The result can sometimes feel too programmatic. Putting across so many medical factoids and bits of real stories has the paradoxical effect of diminishing a sense of emotional truth. You can almost count the items on a worthy checklist being addressed, one by one, in the intercut vignettes: safety, sexuality, employability, the push-pull of independence. But with their exceptional and sometimes opaque traits, Moose and Lali and Dan and Jess, who are composites, never cohere as characters.

Or perhaps that’s just the perspective of a neurotypical observer — a perspective that the play implicitly asks us to question. When the sound of silverware being sorted makes Lali miserable, “Uncommon Sense” helps us understand her discomfort by having us hear an avalanche of grating metal. (The sound design is by Stephanie Robinson.) When Jess reacts painfully to the fluorescent lighting “vibration” that a classmate doesn’t even notice, she seriously asks him, “What’s wrong with you?” One person’s disability is another’s exceptional awareness.

Even so, I suspect that most audience members who don’t live with autism will have an easier time connecting to the stories of the parents, whose highest hopes for their children begin where the depths of other parents’ despair might end. Lali’s mother, afraid that she will never be more than “a thing” to her daughter, dreams of a day when the girl might somehow be able to say, as other children do, whatever is on her mind. Spoiler alert: Be careful what you wish for.

And Moose’s parents must in the course of the play contend with the likelihood that their son’s abilities may never improve. What kind of life will he have, and how much of their own lives can they sacrifice to provide it? By serving, in effect, as his brain in the world, are they preventing him from achieving whatever growth is possible? Would he be happier in an institution? What would “happier” mean?
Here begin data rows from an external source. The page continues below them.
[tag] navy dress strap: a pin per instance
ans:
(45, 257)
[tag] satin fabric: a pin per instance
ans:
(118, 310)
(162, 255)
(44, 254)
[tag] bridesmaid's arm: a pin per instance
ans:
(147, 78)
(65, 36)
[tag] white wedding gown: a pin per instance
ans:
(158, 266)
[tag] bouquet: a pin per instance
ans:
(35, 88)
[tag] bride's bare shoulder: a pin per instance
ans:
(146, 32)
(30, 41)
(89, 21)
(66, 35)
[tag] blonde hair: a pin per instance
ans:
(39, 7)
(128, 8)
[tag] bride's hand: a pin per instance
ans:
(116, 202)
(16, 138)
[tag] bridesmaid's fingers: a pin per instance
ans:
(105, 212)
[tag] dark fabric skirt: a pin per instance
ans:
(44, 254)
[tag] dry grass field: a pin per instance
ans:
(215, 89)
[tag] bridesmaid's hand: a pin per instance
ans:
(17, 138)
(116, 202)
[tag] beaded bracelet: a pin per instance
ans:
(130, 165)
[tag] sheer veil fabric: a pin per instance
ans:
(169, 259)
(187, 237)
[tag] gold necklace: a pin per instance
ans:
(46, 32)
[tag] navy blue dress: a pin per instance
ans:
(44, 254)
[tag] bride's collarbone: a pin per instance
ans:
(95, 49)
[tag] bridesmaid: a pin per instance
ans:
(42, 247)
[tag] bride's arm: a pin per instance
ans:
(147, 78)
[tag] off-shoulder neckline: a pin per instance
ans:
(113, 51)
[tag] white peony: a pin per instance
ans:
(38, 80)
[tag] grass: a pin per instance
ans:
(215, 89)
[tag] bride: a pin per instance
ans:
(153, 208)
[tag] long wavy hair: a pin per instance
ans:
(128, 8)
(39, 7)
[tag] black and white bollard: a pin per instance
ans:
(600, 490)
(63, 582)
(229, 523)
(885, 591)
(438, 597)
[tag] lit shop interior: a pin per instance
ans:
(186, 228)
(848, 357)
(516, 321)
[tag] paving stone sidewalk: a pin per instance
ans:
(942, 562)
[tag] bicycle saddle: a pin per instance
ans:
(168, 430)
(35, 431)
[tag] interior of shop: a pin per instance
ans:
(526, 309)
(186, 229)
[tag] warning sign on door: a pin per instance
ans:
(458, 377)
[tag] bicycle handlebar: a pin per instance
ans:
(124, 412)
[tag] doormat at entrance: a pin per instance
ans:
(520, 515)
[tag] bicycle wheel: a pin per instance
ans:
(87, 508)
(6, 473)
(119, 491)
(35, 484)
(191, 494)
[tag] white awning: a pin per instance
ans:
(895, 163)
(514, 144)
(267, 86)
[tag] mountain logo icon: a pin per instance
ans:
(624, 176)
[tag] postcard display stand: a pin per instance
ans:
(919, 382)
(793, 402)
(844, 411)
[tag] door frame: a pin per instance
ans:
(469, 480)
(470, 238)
In the context of these racking questions, many of the play’s comic devices, no doubt intended to balance the pathos, seem labored. (Dan, on a first date, licks a young woman’s feet as a cat might.) Strangely for a work about difference, the shape of the storytelling tends toward the conventional. Yet when uncomfortable scenes are allowed to develop naturally — such as those in which Jess tries to manage a flirtation with the classmate she’s tutoring — real comedy, mixed with sadness, emerges.

If “Uncommon Sense” had less of an overview in mind, it might have focused more profitably on this or any one of its other stories. As it is, under Mr. Paris’s sometimes inventive but sometimes awkward direction, on a cramped multi-platform set by John Coyne, there is too much information pressing in from all sides. Neither the eye nor the mind is comfortable anywhere.

Which, on second thought, might be the most powerfully mimetic gesture in a play overfull of them.

Correction: November 6, 2017

An earlier version of this article misstated the character in “Uncommon Sense” who is discomforted by the sound of silverware being sorted. She is Lali, not Moose.